After expiry, the credentials are auto-rotated by the Vault auth
method. But: the artifacts the breakglass user created (RDS
snapshots, IAM users, S3 buckets) outlive the role. The cleanup
checklist in cleanup-after-breakglass.md is mandatory.
"The hotfix became normal"¶
If the same engineer ships > 1 hotfix per quarter, the team has a process bug, not a tool. Mitigations: - The platform-team's quarterly review counts hotfix PRs by author; > 4 per quarter is a code-yellow conversation. - A rate-limit on hotfixes: > 3 hotfixes in a 7-day window triggers a mandatory team review BEFORE the next one. - A CI investment: most "we hotfixed because CI is too slow" has the same fix — make CI faster (parallelise tests, cache deps, remove flaky ones). This is the unsexy long-term fix.
"I bypassed scan because it failed"¶
The fast-path NEVER skips scan. A hotfix that ships a known CVE
is a security event in addition to the original incident.
"I shipped multiple unrelated changes in one hotfix"¶
One concern per hotfix. Bundling "while I was there" changes bypasses review for those changes; that's a process bug masked by the incident.
Quick reference¶
# 1. Declare in Slack with approver.
# 2. Branch + commit + push.
# 3. Open PR; add `hotfix` label.
# 4. Wait for fast-path CI (~5 min); all green.

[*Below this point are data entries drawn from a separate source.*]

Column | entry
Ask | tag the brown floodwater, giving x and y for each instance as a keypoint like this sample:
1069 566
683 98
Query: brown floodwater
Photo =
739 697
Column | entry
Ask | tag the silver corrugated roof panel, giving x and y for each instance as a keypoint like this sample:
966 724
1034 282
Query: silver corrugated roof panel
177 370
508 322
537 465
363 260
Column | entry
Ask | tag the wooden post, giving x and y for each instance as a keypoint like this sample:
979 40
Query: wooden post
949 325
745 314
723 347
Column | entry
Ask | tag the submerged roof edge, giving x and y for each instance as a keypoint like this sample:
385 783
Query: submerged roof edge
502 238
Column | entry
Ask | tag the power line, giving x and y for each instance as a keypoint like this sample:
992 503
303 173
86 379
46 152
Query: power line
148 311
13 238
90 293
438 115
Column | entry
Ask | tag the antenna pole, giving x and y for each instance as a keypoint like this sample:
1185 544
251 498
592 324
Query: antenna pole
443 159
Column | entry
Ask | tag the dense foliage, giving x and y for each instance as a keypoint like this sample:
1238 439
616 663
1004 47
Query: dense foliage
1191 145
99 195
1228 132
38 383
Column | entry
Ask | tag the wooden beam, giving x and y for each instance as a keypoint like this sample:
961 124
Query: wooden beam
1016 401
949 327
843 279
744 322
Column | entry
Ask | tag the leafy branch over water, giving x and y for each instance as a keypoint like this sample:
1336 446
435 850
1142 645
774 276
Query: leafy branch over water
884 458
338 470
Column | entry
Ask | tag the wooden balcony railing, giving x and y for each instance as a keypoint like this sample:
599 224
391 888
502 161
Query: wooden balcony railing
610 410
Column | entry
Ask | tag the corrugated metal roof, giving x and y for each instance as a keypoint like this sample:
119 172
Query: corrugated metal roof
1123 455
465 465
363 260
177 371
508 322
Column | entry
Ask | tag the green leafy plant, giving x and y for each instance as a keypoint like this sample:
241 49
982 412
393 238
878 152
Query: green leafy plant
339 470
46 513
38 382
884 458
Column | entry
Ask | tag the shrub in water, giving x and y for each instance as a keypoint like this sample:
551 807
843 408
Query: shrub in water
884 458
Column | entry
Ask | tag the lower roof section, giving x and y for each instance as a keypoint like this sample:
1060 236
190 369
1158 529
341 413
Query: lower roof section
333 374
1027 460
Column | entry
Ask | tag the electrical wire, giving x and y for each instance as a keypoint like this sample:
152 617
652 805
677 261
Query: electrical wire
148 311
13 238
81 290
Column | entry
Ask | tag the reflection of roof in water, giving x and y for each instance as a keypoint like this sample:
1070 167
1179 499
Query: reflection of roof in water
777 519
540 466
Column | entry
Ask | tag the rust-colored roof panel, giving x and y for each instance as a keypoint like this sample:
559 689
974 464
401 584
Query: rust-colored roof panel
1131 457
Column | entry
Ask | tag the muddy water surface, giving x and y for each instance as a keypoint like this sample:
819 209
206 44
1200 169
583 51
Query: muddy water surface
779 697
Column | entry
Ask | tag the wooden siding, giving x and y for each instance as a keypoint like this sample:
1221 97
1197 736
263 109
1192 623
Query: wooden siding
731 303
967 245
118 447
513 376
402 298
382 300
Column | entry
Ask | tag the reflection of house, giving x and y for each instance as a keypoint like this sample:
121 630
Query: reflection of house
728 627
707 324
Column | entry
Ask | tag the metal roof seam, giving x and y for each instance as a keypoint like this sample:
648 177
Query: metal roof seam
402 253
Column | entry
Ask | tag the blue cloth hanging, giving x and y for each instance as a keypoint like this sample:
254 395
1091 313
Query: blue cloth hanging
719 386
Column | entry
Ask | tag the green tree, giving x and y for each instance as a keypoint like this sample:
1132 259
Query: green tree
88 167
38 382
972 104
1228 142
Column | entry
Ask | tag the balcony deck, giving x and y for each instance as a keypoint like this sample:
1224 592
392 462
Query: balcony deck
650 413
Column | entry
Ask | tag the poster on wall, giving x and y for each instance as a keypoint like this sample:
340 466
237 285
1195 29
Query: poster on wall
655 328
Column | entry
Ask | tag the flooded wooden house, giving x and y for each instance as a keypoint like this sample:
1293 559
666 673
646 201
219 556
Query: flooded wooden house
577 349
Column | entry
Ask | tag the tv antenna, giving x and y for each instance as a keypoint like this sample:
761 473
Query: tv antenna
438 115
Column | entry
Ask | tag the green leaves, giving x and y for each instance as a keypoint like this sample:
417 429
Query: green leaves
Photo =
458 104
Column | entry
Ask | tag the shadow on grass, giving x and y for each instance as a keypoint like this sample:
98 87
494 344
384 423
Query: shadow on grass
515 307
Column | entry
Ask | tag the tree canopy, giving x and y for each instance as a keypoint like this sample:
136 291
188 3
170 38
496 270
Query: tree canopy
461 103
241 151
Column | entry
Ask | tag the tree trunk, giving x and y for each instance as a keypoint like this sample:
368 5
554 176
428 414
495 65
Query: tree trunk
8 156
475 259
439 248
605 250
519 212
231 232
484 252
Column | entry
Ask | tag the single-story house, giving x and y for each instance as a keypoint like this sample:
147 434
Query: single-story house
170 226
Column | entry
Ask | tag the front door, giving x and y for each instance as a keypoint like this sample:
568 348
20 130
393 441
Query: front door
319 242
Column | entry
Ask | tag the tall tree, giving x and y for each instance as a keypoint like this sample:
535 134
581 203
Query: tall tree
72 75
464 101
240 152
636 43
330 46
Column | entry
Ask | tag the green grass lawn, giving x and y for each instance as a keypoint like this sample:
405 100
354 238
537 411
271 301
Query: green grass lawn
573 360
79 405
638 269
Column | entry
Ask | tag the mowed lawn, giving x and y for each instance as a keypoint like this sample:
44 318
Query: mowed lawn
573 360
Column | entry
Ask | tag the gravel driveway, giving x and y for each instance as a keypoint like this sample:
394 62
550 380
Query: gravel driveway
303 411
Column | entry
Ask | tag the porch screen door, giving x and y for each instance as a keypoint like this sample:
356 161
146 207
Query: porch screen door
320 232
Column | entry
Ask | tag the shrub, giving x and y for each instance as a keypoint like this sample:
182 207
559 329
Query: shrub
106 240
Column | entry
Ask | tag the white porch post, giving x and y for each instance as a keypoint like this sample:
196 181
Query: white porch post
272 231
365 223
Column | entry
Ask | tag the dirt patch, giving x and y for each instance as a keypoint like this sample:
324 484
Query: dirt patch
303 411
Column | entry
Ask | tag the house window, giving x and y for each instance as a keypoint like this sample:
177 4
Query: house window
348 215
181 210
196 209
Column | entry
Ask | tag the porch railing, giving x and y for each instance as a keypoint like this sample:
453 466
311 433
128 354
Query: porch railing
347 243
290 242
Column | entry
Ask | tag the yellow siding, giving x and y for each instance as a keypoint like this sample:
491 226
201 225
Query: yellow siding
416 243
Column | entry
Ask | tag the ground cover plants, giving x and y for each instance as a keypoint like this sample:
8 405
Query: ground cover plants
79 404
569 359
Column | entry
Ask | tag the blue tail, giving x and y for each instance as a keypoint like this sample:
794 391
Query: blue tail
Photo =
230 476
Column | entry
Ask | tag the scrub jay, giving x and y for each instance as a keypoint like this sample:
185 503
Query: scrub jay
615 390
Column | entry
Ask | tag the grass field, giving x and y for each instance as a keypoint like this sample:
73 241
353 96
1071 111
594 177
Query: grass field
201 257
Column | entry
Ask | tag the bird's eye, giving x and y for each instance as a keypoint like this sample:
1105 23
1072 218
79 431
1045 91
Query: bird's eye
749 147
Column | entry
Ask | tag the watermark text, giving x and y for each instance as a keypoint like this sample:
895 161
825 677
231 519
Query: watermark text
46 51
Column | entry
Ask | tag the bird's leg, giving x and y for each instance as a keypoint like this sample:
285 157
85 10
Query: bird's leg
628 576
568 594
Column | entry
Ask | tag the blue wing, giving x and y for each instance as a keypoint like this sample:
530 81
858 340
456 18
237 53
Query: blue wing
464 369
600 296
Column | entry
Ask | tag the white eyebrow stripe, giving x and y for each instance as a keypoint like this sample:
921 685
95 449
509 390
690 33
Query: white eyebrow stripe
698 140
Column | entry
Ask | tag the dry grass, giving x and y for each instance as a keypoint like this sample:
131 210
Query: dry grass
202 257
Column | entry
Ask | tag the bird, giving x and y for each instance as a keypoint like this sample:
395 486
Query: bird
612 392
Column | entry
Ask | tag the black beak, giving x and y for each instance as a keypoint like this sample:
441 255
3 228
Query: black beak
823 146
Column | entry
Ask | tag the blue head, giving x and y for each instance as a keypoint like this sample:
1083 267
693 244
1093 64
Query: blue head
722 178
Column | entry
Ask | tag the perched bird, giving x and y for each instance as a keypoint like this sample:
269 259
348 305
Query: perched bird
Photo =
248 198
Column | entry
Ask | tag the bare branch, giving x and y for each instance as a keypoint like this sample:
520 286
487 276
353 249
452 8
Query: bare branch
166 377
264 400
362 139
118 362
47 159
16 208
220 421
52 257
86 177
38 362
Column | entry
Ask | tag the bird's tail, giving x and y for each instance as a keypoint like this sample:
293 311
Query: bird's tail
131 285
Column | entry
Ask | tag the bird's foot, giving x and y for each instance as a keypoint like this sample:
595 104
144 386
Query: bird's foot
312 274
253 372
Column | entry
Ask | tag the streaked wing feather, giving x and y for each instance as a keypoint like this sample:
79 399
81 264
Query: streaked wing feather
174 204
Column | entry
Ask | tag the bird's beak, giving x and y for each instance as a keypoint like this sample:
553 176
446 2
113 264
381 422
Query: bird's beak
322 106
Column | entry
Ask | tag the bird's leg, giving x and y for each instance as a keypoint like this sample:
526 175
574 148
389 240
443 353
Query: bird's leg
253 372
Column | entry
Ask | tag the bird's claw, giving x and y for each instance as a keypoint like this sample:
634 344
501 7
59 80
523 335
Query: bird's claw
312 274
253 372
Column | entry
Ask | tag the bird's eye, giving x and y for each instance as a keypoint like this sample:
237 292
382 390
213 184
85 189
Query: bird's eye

# 5. Admin-merge; force Argo CD sync.
# 6. Verify the metric recovers.
# 7. Open cleanup PR within 24h.
# 8. Postmortem within 48h.
# 9. Audit log review within 1 week.
Related runbooks¶
cleanup-after-breakglass.md— for any hotfix that USED the breakglass IAM role.breakglass-iam-policy.json— the IAM policy for the breakglass role.../rollback/code-rollback-argocd.md— the rollback path (try this first; it's faster than hotfix).../feature-flags/README.md— the kill-switch path (try this first; it's faster than rollback).../runbooks/postmortem-template.md— the postmortem template for the 48h writeup.
When this runbook last worked¶
| Date | Incident | Resolved by | Notes |
|---|---|---|---|
| 2026-04-02 | INC-2026-04-02-001 catalog nil-deref | Hotfix; 14 min mitigate-to-merge | flag flip would have worked too; hotfix author chose forward fix |
| 2026-01-29 | INC-2026-01-29-002 orders saga lock | Rollback; hotfix path NOT used | postmortem confirmed rollback was correct call |
Stale after 90 days without exercise. Quarterly chaos game-day SHOULD include a hotfix-lane drill (a fake P0 + the team runs the full sequence in dry-run mode).